Looked a little more and if you want full registration(breeding rights) and hip guarantee you pay $1500 instead of $1200. That's the first real red flag I've seen


----------



## MikeB0324 (Aug 3, 2017)

She has no posted breeding goals,But she does health test all her dogs and all her dogs seem to have good grades. Yes I do believe she pairs dogs to prospective buyers based on temperament,Drives etc. At one point on their site they lightly touch upon the ownership agreement, But not a PDF of the entire thing or anything like that.
"All breeding dogs at Sucherquelle have excellent working pedigrees, wonderful personalities, nice conformation, very deep pigment. I want to stress that the TOTAL dog is of the utmost importance here. Sucherquelle dogs are not kennel dogs....they are out and about in the world. Many "so-called" breeders look at one certain trait...be it a great pedigree or pleasing appearance...PLEASE research your breeders and keep the DDR German Shepherd the dog the East Germans would be proud of"

I figured that would be a good piece to clip from their site and show you guys. Id really like to try to find a breeder really local because I`d like to bring both my boys to meet the parents etc because I feel if the parents do great with them that well be good to bring one of their puppies home,And if the boy CANT come well then... I think I`ll pass!!! Im going to ask her why she does the tiered pricing because I found that as a red flag also, But the economy here in WV is not so good so I`m thinking she charges more for a guarantee to be able to afford to follow through on that guarantee. Thoughts? Again any help is greatly appreciated.


----------



## thegooseman90 (Feb 24, 2017)

It's a red flag because not every deserves the breeding rights, and not every puppy is breed worthy. A reputable breeder will only give you full breeding rights once you've taken the time to prove the pup is breed worthy. Anyone can write anything they want on their website, but until they take the time to walk the walk I don't buy it. as I said earlier I could be wrong but I, personally, wouldn't gamble on it.


----------



## Bramble (Oct 23, 2011)

A breeder who doesn't "test" their dogs is a red flag to me. Where there is a will there is a way IMO. Did she work her dogs in the past? Someone who has never worked their dogs at all would make me question how well they really know and understand their dog's temperments, drives, ect.... Breeding is more than just throwing two dogs with nice looking pedigrees together. 

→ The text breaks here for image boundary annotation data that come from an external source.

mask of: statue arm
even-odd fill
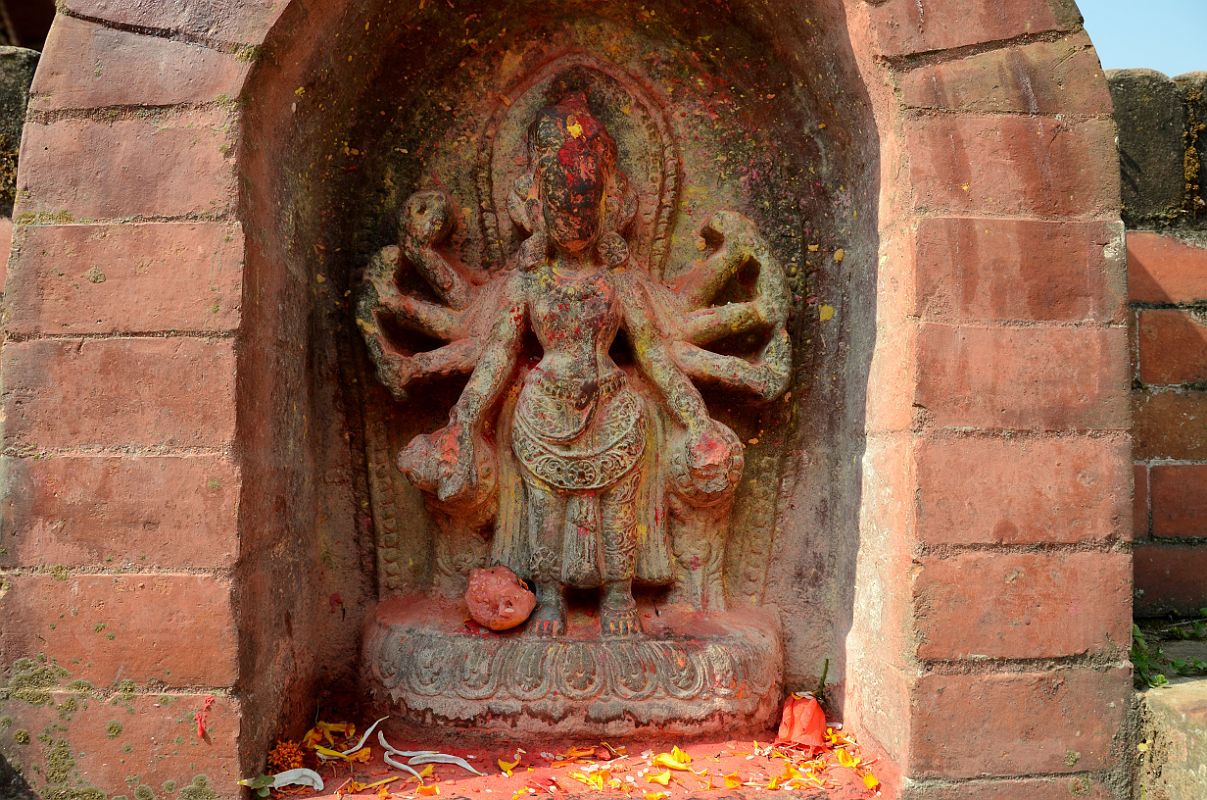
[[[688,432],[699,433],[710,421],[709,409],[700,391],[676,363],[670,343],[654,325],[649,296],[637,281],[624,292],[624,328],[637,364],[666,399],[671,416]]]
[[[508,376],[515,368],[527,317],[523,281],[524,276],[517,271],[503,287],[498,319],[490,331],[465,391],[461,392],[449,415],[450,426],[462,425],[467,434],[482,425],[483,414],[498,399]]]

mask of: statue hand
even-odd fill
[[[398,454],[398,469],[415,487],[445,506],[473,507],[495,489],[492,452],[476,446],[460,425],[416,436]]]
[[[733,492],[744,465],[737,434],[710,419],[677,443],[671,455],[671,486],[694,506],[711,506]]]

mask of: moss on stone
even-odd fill
[[[47,706],[51,702],[51,689],[68,671],[49,661],[45,655],[37,659],[17,659],[10,667],[7,695],[33,706]]]
[[[210,787],[210,779],[204,775],[193,777],[193,782],[180,790],[177,800],[218,800],[217,793]]]

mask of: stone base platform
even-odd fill
[[[641,617],[640,637],[604,638],[578,613],[566,636],[543,638],[478,629],[455,602],[391,598],[365,637],[368,688],[395,723],[450,732],[690,737],[774,724],[783,652],[772,614],[648,606]]]

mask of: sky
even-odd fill
[[[1009,2],[1009,0],[1003,0]],[[1207,0],[1078,0],[1103,69],[1207,71]]]

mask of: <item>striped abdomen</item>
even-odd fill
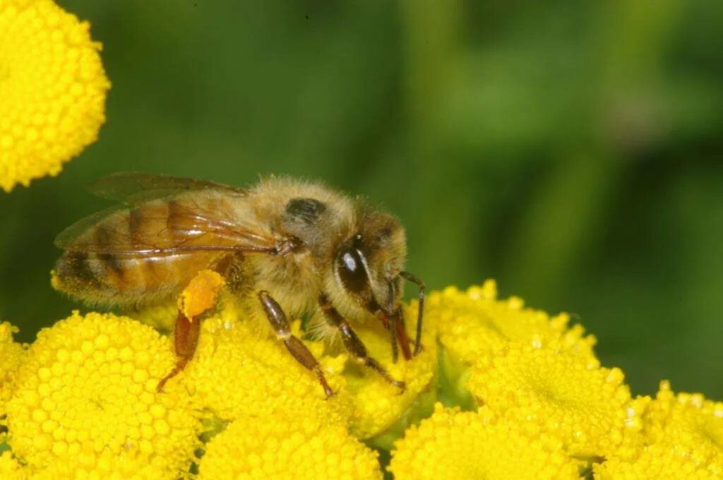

I am picky about who I give my money to. If I am buying a puppy, I am buying from someone who is truly passionate about the breed. I don't think this breeder is.


----------



## familyk9 (Sep 20, 2017)

I just came across this thread. We have a dog from this kennel. It has multiple health issues. You can PM with any questions.


----------



## thamergsd (May 9, 2008)

Hi gooseman90,

>Marie has an upcoming litter from a repeat breeding that everyone has been pleased with.

I know this was last year, but could you please elaborate on which dogs were involved in that breeding?
I'm interested in Marie's dogs as well,

Thank you


----------